Eu Vi
Eu vi nas madrugadas ensolaradas o orvalho deitar sobre a relva, como que adormecido há tempos. E a ágrua clara e pura saltitando as pedras que cobrem o leito do riacho. Vi os pássaros, os rouxinóis, colibrís, beija-flores, vi o sofreu, de galho em galho, este cantando o Hino Nacional, aquele beijando as flores, o resto em gorjeio sem rumo pelos campos, arbustos, pelos bosques.
Eu vi os crisântemos crescendo defronte as janelas, as samambaias pela encosta dos rios, pelas sombras das salas, das varandas, vi as flores na praça recepcionarem a Primavera, vi folhas caindo no outono, o repuxo da praça, a retreta no coreto, em noite de lua cheia.
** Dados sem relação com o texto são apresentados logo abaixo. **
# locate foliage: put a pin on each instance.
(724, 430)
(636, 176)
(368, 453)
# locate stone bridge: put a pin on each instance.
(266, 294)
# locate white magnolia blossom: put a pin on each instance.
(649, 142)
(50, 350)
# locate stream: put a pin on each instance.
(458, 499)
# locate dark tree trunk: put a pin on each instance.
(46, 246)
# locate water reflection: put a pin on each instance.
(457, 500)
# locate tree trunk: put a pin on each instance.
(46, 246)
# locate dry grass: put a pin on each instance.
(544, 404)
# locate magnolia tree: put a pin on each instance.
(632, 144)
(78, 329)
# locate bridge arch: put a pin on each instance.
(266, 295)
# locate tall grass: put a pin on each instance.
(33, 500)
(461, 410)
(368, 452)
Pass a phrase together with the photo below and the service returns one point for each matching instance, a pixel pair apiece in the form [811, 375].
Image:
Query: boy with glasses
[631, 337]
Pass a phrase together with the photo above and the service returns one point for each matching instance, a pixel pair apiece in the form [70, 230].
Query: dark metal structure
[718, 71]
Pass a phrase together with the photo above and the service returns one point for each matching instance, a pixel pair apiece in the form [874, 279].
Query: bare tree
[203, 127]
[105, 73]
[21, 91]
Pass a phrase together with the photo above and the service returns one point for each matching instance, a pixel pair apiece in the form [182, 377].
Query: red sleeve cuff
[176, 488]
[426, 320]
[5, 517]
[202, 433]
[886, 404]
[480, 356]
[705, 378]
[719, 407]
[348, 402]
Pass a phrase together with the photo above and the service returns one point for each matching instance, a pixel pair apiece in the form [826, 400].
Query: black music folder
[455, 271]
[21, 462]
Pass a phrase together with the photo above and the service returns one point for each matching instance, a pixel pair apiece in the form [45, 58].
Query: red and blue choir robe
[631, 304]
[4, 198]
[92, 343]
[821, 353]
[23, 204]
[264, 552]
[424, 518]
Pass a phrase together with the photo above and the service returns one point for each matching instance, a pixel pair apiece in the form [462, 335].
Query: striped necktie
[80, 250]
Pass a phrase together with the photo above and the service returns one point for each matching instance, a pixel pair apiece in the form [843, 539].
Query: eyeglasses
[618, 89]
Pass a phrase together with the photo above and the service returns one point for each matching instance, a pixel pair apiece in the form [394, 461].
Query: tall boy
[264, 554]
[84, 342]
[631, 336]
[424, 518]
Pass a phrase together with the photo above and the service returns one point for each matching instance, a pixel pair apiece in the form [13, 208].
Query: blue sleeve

E como vi, a molecada saltando nua na encosta, se deliciando no riacho, enquanto lá mais embaixo, as lavadeiras batendo as roupas ou estendendo na grama natural à beira do rio, improvisavam um singelo varal, enquanto por trás deste o bezerro procura o peito da mãe para se alimentar sem nenhum sonho ou ilusão.
Também vi, a timidez da mocinha saindo da missa do domingo, indo à frente com o irmãozinho, logo atrás seus pais, enquanto à sombra da árvore alguem media seus passos entre olhares, à espera de um sorriso franco de canto dos lábios.
Eu vi os redemoinhos vasculharem os largos, fazer cair as mangas, os cajús, as pitangas, levantar papel, ameaçar as saias cumpridas, os chapéus de palha, atravessar a linha do trem e desaparecer sem qualquer despedida.
Eu vi as serenatas, nas madrugadas escuras, o choro do bandolim, a preguiça da rebeca, o reluzir dos metais nas mãos dos violões, vi outrora as barraquinhas de agosto, as bandeirolas enfeitadas, o choro da criança nas mãos da parteira, anunciando para a mãe que era um lindo menino ou graciosa menina.
Como vi o carro de boi seguindo lentamente pela trilha, ou na dança sobre as pedras, cantando sempre, trazendo a lenha para as casas, enquanto no fogão subia a fumaça do café forte e quentinho.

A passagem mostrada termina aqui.